Franz Alt: Raus aus der Kohle!

30.03.15  09:15 | Artikel: 962536 | News-Artikel (Red)

Franz Alt: Raus aus der Kohle!
Franz Alt
Bild: sonnenseite.com
Das deutsche Wirtschaftswunder nach 1945 wäre ohne die Kohle nicht möglich gewesen. Nach dem Zweiten Weltkrieg war Kohlepolitik richtig. Aber jetzt 70 Jahre später in den Zeiten des Klimawandels?
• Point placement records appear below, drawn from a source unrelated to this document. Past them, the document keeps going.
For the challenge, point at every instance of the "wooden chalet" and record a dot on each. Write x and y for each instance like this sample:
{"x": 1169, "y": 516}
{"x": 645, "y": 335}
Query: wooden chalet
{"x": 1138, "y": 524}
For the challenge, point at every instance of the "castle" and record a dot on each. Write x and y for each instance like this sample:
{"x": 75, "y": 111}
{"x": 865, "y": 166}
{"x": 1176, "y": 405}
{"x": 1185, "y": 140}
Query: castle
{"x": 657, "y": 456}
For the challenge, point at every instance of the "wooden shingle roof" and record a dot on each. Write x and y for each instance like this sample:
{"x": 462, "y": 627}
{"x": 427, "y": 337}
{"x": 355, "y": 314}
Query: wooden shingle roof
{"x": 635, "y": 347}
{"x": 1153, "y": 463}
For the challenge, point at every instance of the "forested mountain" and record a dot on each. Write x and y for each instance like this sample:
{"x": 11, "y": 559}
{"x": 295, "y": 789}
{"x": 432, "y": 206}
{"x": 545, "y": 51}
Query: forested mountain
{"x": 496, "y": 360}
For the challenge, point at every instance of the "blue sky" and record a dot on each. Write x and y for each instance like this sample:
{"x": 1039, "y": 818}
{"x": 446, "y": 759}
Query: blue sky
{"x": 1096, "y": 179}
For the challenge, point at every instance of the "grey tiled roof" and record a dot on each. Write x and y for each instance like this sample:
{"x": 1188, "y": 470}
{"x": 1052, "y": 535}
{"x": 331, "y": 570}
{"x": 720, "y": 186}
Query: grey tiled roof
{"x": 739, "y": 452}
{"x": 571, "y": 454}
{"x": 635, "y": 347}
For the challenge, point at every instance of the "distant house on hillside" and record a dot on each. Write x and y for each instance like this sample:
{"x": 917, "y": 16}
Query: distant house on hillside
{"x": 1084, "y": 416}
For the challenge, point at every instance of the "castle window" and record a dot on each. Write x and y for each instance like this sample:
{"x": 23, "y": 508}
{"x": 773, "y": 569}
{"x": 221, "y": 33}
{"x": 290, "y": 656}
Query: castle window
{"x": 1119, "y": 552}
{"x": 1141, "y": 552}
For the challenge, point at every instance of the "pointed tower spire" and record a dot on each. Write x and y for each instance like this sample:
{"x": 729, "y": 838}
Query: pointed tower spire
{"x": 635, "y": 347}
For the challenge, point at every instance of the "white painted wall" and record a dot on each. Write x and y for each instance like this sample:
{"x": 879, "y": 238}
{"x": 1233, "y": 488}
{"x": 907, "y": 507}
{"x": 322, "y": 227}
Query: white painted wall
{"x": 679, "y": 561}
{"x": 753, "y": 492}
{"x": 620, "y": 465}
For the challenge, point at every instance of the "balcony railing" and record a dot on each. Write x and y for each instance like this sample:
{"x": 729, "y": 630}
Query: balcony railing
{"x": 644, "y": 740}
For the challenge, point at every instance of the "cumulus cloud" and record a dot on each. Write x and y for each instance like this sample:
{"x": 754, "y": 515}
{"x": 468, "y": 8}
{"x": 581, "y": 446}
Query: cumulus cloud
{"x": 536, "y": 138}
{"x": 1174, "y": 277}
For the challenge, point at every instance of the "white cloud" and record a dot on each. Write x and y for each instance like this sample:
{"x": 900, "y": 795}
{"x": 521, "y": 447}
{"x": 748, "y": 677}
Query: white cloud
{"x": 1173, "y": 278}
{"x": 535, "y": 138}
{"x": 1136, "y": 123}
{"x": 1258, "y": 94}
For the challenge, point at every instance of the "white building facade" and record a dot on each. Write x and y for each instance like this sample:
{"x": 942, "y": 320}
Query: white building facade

Zwei Drittel der Bundesbürger lehnen neue Tagebaue ab. Fast jeder fünfte Bundesbürger fordert einen sofortigen Kohleausstieg. Auch das ist genau so richtig, zeitgemäß und notwendig. Denn Braunkohle und Steinkohle sind die Klimakiller Nr. eins. So wie die deutsche Umweltbewegung 2011 den endgültigen Atomausstieg gefordert und durchgesetzt hat, müssen wir jetzt als Bürgergesellschaft alle Kraft auf den Ausstieg aus der Kohle konzentrieren. Und ihn durchsetzen.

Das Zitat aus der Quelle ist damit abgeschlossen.